De La Isla, the Democratic nominee and mayor of Topeka, said she intentionally avoided attacking LaTurner’s character during the 30-minute debate. She said voters should understand her life story has been influenced by the harsh realities of homelessness, a bout with cancer and being a single parent without health insurance.
“My only concern right now is you,” she said. “I don’t care about our parties. You can be a Republican, an independent, and I am still going to serve you with dignity and with grit.”
Violence in streets
In response to questions, LaTurner said the killing of George Floyd in Minneapolis at the hands of police officers was a tragedy. He said he would defend a person’s right to peacefully protest, “but what we cannot have is violence in our streets.” The GOP candidate repeated a false claim that De La Isla worked as Topeka mayor to defund the Topeka Police Department.
LaTurner also said he was disturbed De La Isla, as a trustee of Washburn University in Topeka, stood by as statutes of Benjamin Franklin and Thomas Jefferson were removed from campus in July. In fact, the family responsible for donating the bronze statutes of the founding fathers requested their return to avoid “embarrassment” and both were relocated without incident.
“Trying to rewrite our history is not going to solve the race problem in this country,” he said.
De La Isla, who was born in New York and raised in Puerto Rico, said she has not and would not endorse proposals to defund law enforcement agencies. She said the Topeka Police Department’s annual budget had been increased by $5 million since 2017 to more than $40 million.

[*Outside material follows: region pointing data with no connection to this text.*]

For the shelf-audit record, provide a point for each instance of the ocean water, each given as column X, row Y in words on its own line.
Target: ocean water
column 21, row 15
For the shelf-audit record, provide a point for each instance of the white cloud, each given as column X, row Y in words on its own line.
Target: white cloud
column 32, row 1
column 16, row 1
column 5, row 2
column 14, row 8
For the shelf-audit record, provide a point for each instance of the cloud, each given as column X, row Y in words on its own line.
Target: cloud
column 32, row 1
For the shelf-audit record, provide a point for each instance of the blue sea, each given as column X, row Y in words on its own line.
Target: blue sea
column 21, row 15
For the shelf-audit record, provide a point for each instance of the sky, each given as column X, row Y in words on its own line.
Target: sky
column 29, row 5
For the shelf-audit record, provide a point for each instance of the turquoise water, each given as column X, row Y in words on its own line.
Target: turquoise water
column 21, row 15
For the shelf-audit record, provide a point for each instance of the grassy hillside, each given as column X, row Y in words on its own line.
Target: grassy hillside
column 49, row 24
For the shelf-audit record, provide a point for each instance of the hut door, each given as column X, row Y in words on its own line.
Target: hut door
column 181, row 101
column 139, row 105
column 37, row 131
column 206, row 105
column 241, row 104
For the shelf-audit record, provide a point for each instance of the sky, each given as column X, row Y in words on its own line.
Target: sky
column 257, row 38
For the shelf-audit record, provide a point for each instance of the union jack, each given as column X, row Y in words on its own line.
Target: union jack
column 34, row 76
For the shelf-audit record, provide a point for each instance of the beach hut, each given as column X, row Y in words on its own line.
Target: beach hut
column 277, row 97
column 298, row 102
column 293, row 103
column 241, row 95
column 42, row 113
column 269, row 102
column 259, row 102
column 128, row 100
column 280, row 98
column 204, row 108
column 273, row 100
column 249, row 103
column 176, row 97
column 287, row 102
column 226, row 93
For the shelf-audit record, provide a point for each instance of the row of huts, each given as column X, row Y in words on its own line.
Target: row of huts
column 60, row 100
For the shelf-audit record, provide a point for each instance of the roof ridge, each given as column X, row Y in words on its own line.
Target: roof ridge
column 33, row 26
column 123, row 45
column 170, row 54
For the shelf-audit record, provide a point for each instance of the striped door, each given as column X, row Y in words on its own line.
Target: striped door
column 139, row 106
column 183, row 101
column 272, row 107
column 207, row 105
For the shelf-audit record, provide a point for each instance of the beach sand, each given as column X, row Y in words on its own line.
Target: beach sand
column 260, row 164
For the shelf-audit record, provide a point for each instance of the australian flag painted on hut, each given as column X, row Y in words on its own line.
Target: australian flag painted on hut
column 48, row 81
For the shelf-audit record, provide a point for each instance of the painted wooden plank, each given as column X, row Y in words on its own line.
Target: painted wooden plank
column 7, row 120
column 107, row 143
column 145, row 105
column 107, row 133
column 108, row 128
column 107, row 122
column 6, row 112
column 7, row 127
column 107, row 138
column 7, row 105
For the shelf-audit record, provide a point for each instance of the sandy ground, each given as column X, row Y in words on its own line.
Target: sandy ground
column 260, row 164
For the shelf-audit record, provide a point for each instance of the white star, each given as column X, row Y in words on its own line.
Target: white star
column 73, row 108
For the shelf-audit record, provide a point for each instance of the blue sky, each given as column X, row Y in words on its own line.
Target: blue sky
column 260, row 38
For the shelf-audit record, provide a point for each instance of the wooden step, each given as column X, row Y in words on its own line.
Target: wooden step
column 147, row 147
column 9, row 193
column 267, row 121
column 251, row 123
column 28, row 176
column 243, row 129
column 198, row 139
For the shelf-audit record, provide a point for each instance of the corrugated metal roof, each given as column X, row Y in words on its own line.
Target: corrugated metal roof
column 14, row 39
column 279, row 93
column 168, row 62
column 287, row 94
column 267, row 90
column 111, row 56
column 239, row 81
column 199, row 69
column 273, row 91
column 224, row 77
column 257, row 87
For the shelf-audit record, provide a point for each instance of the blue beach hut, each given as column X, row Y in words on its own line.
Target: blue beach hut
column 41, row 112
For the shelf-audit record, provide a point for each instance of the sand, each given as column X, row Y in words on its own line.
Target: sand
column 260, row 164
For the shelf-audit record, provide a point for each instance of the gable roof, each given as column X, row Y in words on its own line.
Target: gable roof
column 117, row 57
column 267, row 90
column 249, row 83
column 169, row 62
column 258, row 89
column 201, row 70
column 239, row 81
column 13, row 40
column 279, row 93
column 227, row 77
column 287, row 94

“I’m a law-loving citizen and even though I support the free speech of citizens of the United States by peacefully protesting, I would never support any rioting or defacing or destruction in our country,” she said. “It’s important that all of us understand that in order for us to get to the point in which we have more just communities, we need to start talking about preventative issues. How do we provide early childhood education? How do we insure that the social determinants of health are being taken care of early on?”
De La Isla said she was an advocate of expanding Medicaid health insurance to an estimated 150,000 lower-income Kansans. She was critical of politicians, including LaTurner and former Gov. Sam Brownback, who worked to block full implementation of the Affordable Care Act in Kansas.

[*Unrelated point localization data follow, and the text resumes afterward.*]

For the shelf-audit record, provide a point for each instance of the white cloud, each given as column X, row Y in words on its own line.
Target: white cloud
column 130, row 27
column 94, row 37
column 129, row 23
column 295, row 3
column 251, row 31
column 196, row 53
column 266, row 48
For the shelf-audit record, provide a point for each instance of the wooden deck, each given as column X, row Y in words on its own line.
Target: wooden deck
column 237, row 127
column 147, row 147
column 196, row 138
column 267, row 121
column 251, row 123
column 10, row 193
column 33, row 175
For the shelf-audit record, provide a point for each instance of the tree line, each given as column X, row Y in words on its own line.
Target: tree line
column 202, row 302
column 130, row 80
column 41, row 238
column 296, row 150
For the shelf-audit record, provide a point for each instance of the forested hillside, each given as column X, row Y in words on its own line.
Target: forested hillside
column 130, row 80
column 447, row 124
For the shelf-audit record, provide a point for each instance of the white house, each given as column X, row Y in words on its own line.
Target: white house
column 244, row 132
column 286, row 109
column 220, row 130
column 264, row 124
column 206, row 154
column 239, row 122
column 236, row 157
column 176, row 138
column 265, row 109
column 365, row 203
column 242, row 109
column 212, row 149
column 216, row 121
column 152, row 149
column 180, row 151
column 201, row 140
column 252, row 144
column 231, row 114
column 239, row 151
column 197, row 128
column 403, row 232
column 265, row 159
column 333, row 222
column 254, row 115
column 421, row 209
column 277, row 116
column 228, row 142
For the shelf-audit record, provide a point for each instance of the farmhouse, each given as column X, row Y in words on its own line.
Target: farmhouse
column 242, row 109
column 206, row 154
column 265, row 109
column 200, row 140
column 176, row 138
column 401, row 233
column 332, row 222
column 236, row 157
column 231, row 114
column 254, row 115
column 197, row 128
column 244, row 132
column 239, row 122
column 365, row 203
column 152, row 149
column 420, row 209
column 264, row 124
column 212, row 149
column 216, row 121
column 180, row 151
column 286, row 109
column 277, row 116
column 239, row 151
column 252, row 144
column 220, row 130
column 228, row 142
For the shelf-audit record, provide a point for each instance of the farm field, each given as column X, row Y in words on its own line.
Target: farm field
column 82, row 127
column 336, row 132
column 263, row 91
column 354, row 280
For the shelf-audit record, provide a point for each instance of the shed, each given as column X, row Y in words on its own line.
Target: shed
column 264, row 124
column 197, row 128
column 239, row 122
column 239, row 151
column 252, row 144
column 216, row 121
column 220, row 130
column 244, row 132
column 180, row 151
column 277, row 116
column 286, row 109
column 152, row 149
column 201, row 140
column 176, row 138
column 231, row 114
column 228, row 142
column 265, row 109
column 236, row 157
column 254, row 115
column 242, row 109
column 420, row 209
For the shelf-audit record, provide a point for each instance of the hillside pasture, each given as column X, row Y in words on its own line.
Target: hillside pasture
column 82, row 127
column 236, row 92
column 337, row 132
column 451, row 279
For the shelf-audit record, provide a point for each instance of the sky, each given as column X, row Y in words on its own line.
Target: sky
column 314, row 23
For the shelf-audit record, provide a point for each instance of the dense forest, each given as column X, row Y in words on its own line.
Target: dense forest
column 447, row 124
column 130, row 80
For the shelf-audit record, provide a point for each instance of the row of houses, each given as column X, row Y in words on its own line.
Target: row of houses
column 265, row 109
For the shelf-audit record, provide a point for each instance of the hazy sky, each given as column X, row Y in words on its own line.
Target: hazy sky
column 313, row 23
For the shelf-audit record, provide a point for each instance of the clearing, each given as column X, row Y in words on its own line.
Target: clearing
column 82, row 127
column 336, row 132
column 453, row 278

LaTurner, who aligned himself against the ACA while a member of the Kansas Senate, said he was focused on legislation to prevent massive “surprise” medical bills and to protect a popular provision of Obamacare that ended the practice of punishing people for a pre-existing condition.
“There seems to be a lot of talk about pre-existing conditions, but there seems to be no plan,” De La Isla said.

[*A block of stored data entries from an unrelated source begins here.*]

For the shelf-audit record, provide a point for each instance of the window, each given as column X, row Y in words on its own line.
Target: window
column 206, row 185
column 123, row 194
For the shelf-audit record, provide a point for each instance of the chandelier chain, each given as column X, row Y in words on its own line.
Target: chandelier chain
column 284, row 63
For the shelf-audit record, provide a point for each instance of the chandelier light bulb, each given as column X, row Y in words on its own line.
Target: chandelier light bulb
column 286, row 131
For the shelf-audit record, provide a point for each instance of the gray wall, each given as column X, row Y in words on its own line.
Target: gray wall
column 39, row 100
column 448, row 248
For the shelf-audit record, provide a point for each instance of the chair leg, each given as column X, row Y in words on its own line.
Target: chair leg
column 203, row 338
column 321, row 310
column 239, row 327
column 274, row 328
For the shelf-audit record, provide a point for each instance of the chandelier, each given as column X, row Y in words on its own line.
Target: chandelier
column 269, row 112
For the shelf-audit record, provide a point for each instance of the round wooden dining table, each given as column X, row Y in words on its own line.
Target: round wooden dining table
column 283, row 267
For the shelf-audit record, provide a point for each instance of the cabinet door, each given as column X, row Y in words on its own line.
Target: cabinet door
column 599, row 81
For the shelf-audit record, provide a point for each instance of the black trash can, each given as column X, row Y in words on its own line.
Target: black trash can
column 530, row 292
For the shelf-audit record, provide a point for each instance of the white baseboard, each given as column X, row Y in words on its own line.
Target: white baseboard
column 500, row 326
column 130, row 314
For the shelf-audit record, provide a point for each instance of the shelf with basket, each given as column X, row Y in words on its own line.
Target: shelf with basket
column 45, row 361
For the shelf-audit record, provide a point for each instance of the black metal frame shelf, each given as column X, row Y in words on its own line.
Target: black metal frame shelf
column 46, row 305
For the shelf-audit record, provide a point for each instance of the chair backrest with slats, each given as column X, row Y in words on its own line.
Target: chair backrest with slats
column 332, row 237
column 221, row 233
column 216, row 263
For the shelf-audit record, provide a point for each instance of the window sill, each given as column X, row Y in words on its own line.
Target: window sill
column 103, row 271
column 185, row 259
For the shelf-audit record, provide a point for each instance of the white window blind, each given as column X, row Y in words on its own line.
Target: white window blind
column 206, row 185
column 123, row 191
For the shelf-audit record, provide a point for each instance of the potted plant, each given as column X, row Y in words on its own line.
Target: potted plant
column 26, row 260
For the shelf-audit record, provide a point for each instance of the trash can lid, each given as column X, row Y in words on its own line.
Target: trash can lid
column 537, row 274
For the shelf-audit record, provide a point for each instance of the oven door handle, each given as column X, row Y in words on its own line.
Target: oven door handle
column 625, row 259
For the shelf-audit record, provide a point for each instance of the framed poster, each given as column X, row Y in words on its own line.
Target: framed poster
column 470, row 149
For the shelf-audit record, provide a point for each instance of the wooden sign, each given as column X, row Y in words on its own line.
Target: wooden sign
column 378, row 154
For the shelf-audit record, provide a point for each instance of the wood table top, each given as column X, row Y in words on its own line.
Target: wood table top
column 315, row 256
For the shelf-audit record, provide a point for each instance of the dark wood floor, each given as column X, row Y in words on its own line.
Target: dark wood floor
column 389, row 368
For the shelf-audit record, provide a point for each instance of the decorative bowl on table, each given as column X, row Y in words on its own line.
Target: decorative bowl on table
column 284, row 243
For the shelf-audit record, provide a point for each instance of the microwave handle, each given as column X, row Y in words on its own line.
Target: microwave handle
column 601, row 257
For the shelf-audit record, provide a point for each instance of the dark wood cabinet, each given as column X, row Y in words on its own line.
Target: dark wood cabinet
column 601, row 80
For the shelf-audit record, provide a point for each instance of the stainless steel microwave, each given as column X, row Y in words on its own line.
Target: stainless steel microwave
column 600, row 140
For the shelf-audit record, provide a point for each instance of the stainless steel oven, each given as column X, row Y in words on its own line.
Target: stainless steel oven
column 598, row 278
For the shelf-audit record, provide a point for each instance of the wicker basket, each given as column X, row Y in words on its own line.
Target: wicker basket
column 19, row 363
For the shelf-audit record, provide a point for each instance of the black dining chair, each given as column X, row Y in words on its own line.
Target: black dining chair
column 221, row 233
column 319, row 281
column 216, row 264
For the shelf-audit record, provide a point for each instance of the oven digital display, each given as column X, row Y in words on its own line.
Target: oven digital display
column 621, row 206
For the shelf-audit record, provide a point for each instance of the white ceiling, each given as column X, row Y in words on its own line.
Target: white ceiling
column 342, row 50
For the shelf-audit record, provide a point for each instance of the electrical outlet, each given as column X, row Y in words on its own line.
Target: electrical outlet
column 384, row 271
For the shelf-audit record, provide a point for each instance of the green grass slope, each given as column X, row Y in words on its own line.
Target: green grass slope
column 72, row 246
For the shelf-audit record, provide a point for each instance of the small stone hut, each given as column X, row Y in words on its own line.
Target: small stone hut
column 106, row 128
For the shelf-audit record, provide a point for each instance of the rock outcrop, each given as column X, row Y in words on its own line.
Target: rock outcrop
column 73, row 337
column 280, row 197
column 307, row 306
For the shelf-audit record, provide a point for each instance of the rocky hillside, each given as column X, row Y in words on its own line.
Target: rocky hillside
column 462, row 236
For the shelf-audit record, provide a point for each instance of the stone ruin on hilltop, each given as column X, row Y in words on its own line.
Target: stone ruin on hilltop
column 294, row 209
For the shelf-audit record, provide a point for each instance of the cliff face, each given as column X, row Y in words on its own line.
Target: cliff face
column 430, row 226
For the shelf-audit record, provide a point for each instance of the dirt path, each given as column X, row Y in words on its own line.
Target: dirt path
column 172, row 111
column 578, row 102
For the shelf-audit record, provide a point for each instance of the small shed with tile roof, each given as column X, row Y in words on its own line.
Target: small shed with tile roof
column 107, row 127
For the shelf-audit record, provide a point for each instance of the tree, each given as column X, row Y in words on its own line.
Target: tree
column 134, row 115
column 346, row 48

The candidates were asked their view on fate of so-called Dreamers, who were brought to the United States illegally as children by their parents.
Under the Dream Act proposal in Congress, the federal government would grant temporary conditional residency with the right to work to qualifying immigrants who entered the country as minors. If they met further qualifications, these individuals would be able to attain permanent residency.
LaTurner said he was opposed to a path to citizenship for anyone who came to the United States illegally. He accused De La Isla of proposing that people who violated federal law be moved to the front of the citizenship line, declaring “that’s not right.”
De La Isla said she would decouple debate about the Dreamers from other policy considerations, such as building a border wall, to make certain the nation cared for children who came to the United States at the direction of others. That should include a process to obtain citizenship, she said.
In terms of the COVID-19 pandemic, LaTurner said people ought to follow Centers for Disease Control and Prevention guidelines on washing hands, social distancing and wearing a mask. He said it was essential the United States develop a vaccine, perhaps by the end of the year. He also said he would be opposed to a national mandate to wear a mask.
“People are going to act in their self interests,” he said. “I start with the idea that people are smart. I don’t think that the federal government needs to come in here and tell everybody what to do.”
De La Isla said the country had to respect the virus’ lethality and respect science of this coronavirus. She said it was difficult for states, counties and cities to maneuver through the pandemic when federal government leaders, a list that included President Donald Trump, sought to diminish the threat of COVID-19. Trump tested positive for the virus, but now claims he has been cured.